A common way to implement this is to perform in regular intervals a load from a page. When GC needs to run the permissions on that page are set to inaccessible and the OS will signal the thread that it has performed an illegal memory access. We detect this in the signal handler and suspend the thread until GC has executed.
The design trade-off is that a load is pretty much the cheapest thing you can do, so frequent safe points don’t hurt performance too much.
Could you implement safe points differently, yes but most other methods add constant overhead to the program when GC is not running.
I think the agreement is that signal chaining is the way to go, but no one has spent time on that.
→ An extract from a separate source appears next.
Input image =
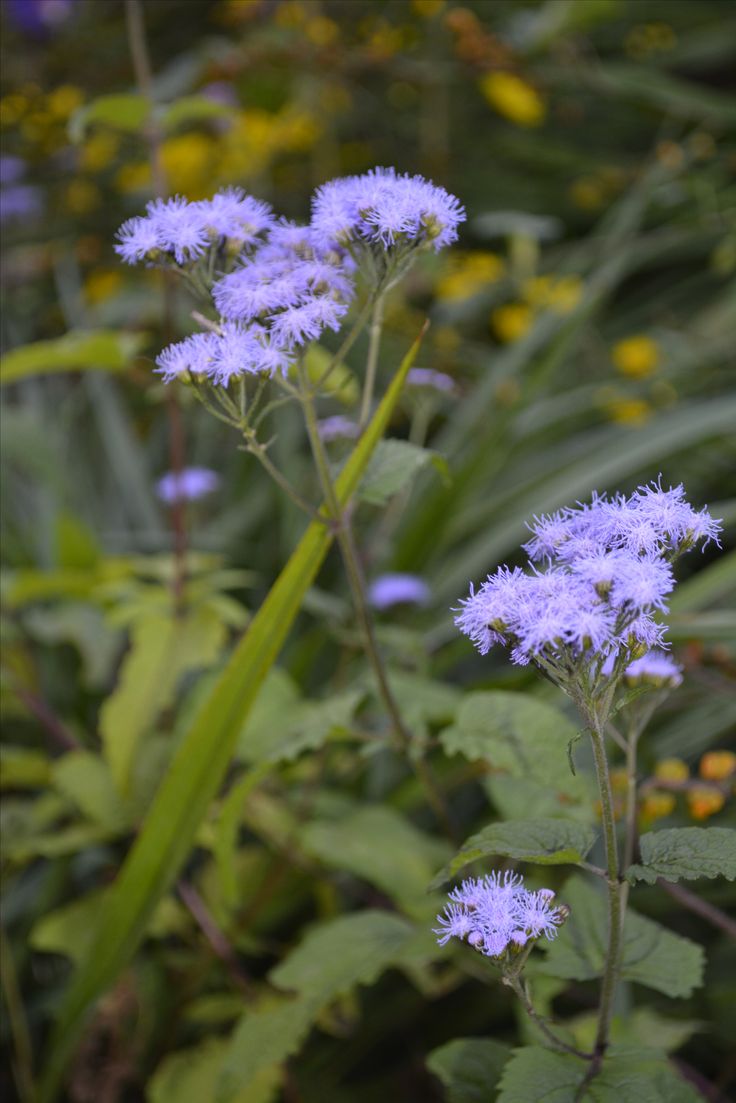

Hmm, that’s probably worthwhile to investigate. If you turn off GC your memory usage will just slowly grow until you run out of memory. What is likely the case is that a thread is in ?blocked? in python when GC is triggered (it should have been marked safe to execute GC concurrently). So if you can get a backtrack from all threads we might see what causes things to be blocked.
An example of this could be that one thread holds the GIL, another thread is blocked on the GIL and the thread holding the GIL calls back into Julia triggering GC and the deadlocks because it is waiting for the other thread to reach a safe point (which it never will until the GIL is released) That is pure speculation, but we had a similar story in CUDA just recently.
It’s only PythonCall’s GC. Since the equation_search function isn’t creating any new PythonCall objects, this won’t be an issue. I verified the memory doesn’t grow with some pretty heavy testing before I moved PySR over from PyJulia.
Now if I did not explicitly convert arrays to Array, but left them as PyList{Any}, this might not be true, as PythonCall controls the finalizers for those. But I didn’t check.
Your speculation may be correct because it seems to at least start the search (?) but once it starts waiting on workers to return, nothing happens.